A todos que direta ou indiretamente sofrem conosco a dor de meio milhão de perdas
Viver a perda de quem se ama é devastador, e eu me identifico com a sua dor.
Nada menos que 500 mil vidas foram interrompidas pela COVID-19 no Brasil. MEIO MILHÃO de pessoas!
Pais, irmãos, filhos, amigos, amores da vida… Perdas irreparáveis. Essa catástrofe vivenciada de maneira única por cada um de nós é também coletiva.
Fez com que passássemos a viver em um estado de luto permanente no país, com o sistema de saúde à beira do colapso e, por parte do poder público, ainda estamos distantes de ver uma resposta efetiva, centralizada e coordenada à doença.
Como organização humanitária, temos o dever de condenar com indignação o descaso à emergência sanitária que está causando a morte de centenas de milhares de brasileiros.

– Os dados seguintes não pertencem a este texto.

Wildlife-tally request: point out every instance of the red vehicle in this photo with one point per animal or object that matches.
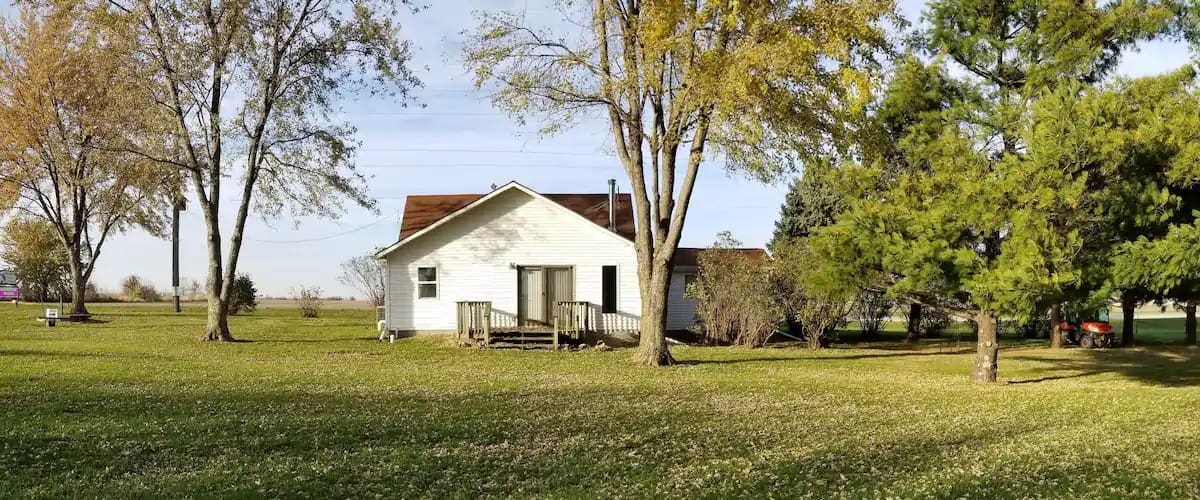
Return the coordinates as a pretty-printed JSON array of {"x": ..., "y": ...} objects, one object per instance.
[{"x": 1091, "y": 330}]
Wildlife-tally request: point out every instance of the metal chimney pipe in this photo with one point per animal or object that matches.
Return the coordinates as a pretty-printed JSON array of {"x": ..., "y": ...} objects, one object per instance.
[{"x": 612, "y": 205}]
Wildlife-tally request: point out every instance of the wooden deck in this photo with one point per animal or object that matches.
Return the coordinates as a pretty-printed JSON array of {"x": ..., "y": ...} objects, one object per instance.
[{"x": 570, "y": 325}]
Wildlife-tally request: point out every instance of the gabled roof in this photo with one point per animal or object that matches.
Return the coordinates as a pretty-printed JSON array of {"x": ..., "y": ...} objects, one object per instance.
[
  {"x": 425, "y": 212},
  {"x": 690, "y": 257}
]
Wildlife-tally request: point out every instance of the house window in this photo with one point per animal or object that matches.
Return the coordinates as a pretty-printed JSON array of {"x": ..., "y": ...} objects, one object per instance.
[
  {"x": 609, "y": 287},
  {"x": 426, "y": 282}
]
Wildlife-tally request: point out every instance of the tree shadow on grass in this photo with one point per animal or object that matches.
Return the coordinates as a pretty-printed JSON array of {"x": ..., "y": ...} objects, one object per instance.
[
  {"x": 400, "y": 444},
  {"x": 42, "y": 353},
  {"x": 316, "y": 341},
  {"x": 1169, "y": 367},
  {"x": 829, "y": 354}
]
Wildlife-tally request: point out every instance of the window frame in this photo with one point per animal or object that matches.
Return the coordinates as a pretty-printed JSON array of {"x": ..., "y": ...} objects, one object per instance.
[
  {"x": 436, "y": 282},
  {"x": 616, "y": 290},
  {"x": 689, "y": 278}
]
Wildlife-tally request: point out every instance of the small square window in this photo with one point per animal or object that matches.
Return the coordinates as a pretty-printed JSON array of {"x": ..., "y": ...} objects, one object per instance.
[{"x": 426, "y": 282}]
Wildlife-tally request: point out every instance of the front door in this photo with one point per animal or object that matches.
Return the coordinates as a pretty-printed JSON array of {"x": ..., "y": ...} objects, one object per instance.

Como organização médica, é nossa obrigação esclarecer que muitas dessas mortes poderiam ser evitáveis.
A insistente recusa em colocar em prática medidas de saúde pública baseadas em evidências científicas, como o distanciamento social e o uso de máscara, mesmo para quem já foi vacinado ou teve a doença, segue resultando na morte prematura de muitas pessoas e aumentando o risco do surgimento de novas variantes.
Onde pouco mais de 11% da população já tomou as duas doses da vacina, a COVID-19 segue infectando e matando milhares todos os dias no Brasil.

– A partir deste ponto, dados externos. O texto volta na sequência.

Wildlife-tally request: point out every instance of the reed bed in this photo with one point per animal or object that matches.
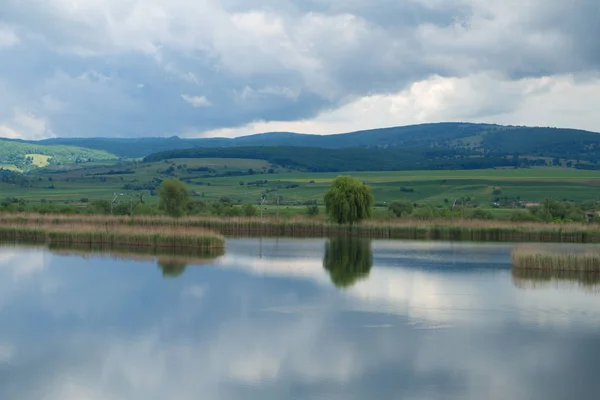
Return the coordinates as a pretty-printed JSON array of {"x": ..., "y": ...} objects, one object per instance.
[
  {"x": 557, "y": 260},
  {"x": 542, "y": 278},
  {"x": 85, "y": 232},
  {"x": 465, "y": 230}
]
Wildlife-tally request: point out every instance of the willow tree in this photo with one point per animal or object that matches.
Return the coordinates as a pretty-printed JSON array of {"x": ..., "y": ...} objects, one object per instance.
[{"x": 348, "y": 200}]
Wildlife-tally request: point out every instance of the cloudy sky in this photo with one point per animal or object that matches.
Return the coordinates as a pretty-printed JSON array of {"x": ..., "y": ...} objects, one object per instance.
[{"x": 232, "y": 67}]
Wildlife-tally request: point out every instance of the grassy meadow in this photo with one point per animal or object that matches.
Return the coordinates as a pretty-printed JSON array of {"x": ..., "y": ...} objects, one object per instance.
[{"x": 242, "y": 181}]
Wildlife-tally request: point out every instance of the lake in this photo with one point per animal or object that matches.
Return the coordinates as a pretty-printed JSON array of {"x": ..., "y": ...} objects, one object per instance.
[{"x": 294, "y": 319}]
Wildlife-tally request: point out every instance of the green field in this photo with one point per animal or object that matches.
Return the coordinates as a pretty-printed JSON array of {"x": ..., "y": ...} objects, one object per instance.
[
  {"x": 207, "y": 181},
  {"x": 39, "y": 160}
]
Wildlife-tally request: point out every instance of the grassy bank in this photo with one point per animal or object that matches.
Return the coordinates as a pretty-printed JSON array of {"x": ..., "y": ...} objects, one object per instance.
[
  {"x": 556, "y": 260},
  {"x": 189, "y": 229},
  {"x": 542, "y": 278},
  {"x": 84, "y": 232}
]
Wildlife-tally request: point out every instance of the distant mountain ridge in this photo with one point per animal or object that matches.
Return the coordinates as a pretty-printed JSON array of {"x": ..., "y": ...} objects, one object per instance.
[{"x": 463, "y": 136}]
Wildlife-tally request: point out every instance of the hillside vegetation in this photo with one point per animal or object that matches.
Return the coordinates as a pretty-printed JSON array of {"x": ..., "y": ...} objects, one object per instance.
[
  {"x": 480, "y": 139},
  {"x": 22, "y": 156}
]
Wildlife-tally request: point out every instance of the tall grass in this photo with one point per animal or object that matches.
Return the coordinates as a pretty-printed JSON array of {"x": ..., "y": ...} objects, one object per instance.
[
  {"x": 467, "y": 230},
  {"x": 541, "y": 278},
  {"x": 561, "y": 260},
  {"x": 86, "y": 232}
]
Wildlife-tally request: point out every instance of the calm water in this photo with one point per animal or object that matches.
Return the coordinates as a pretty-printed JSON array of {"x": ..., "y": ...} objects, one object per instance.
[{"x": 294, "y": 319}]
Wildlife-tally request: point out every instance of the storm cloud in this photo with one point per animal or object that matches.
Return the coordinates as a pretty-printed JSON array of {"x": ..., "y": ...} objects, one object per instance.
[{"x": 232, "y": 67}]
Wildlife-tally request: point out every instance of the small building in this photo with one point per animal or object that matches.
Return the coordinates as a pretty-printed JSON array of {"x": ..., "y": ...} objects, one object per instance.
[{"x": 530, "y": 203}]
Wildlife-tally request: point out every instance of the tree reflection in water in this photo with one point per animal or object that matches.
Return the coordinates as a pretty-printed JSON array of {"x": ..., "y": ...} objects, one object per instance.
[
  {"x": 347, "y": 260},
  {"x": 171, "y": 268}
]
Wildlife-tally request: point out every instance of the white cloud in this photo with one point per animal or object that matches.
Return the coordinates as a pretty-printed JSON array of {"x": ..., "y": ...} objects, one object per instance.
[
  {"x": 298, "y": 65},
  {"x": 559, "y": 101},
  {"x": 25, "y": 125},
  {"x": 196, "y": 101}
]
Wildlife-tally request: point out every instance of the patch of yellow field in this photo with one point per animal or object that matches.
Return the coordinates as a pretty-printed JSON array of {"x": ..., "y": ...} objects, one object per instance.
[
  {"x": 39, "y": 160},
  {"x": 10, "y": 167}
]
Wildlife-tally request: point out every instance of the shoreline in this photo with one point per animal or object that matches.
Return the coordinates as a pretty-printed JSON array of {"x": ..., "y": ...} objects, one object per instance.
[{"x": 191, "y": 229}]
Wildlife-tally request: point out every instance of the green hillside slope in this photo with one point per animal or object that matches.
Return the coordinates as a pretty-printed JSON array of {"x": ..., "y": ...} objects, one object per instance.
[
  {"x": 21, "y": 156},
  {"x": 479, "y": 138}
]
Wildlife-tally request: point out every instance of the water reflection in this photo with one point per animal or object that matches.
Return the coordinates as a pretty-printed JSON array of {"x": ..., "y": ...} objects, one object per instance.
[
  {"x": 171, "y": 268},
  {"x": 171, "y": 262},
  {"x": 347, "y": 260},
  {"x": 427, "y": 323}
]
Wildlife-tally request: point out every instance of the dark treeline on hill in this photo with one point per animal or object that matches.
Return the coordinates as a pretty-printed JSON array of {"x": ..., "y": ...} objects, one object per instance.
[
  {"x": 351, "y": 159},
  {"x": 482, "y": 139}
]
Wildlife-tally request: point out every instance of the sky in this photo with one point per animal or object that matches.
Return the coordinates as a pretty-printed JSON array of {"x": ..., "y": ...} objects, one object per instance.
[{"x": 201, "y": 68}]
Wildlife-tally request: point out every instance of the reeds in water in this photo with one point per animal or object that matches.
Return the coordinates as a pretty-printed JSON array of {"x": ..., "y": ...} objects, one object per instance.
[
  {"x": 558, "y": 260},
  {"x": 465, "y": 230},
  {"x": 75, "y": 232},
  {"x": 163, "y": 255},
  {"x": 540, "y": 278}
]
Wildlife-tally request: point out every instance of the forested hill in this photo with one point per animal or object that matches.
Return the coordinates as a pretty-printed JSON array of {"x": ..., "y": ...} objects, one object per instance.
[
  {"x": 316, "y": 159},
  {"x": 482, "y": 139}
]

E, enquanto testemunhamos o sofrimento de brasileiros que perderam seus entes queridos, e de profissionais da área de saúde exaustos, padecendo de graves impactos psicológicos e emocionais devido às condições de trabalho, assistimos também ao grande volume de informações falsas sobre a COVID-19 que circulam pelas comunidades do país, alimentando um ciclo de doença e morte.
É desolador perceber que essa desinformação muitas vezes é propagada por quem teria a responsabilidade de proteger a população.
É inadmissível que, mesmo com 500 mil mortes, haja autoridades que defendam o uso de medicamentos sem eficácia comprovada, desprezando conhecimentos científicos e renegando medidas eficazes.
Agir dessa maneira, neste momento, é nada menos que desumano.
Pode ser óbvio, mas é necessário dizer que, como o Brasil se encontra em uma situação de alta circulação e transmissão do vírus, e ainda precisa avançar na vacinação, não usar máscaras neste momento contribui para manter alta a incidência da COVID-19.
O resultado disso não é outro senão mais hospitalizações e mortes.
Esse impacto tem sido sentido com mais força entre os que estão mais expostos e vulneráveis, e com menos acesso à saúde, mostrando outro efeito cruel da pandemia, o de ter escancarado nossas desigualdades históricas no acesso à saúde.
Diversos estudos divulgados desde o início da epidemia de COVID-19 indicam que a própria doença, e também seus impactos sobre o sistema de saúde afetaram de maneira mais cruel as populações negra e indígena, migrantes e refugiados.
Infelizmente, a COVID-19 ainda está longe de ser controlada.
Enquanto houver pessoas desprotegidas, as vidas de nossos pais, filhos, irmãos, amigos, amores continuarão ameaçadas.
Neste momento, mesmo com toda exaustão e ansiedade para que tudo acabe logo, temos de continuar juntos e firmes nessa batalha pela vida. Por favor, se proteja e cuide dos seus.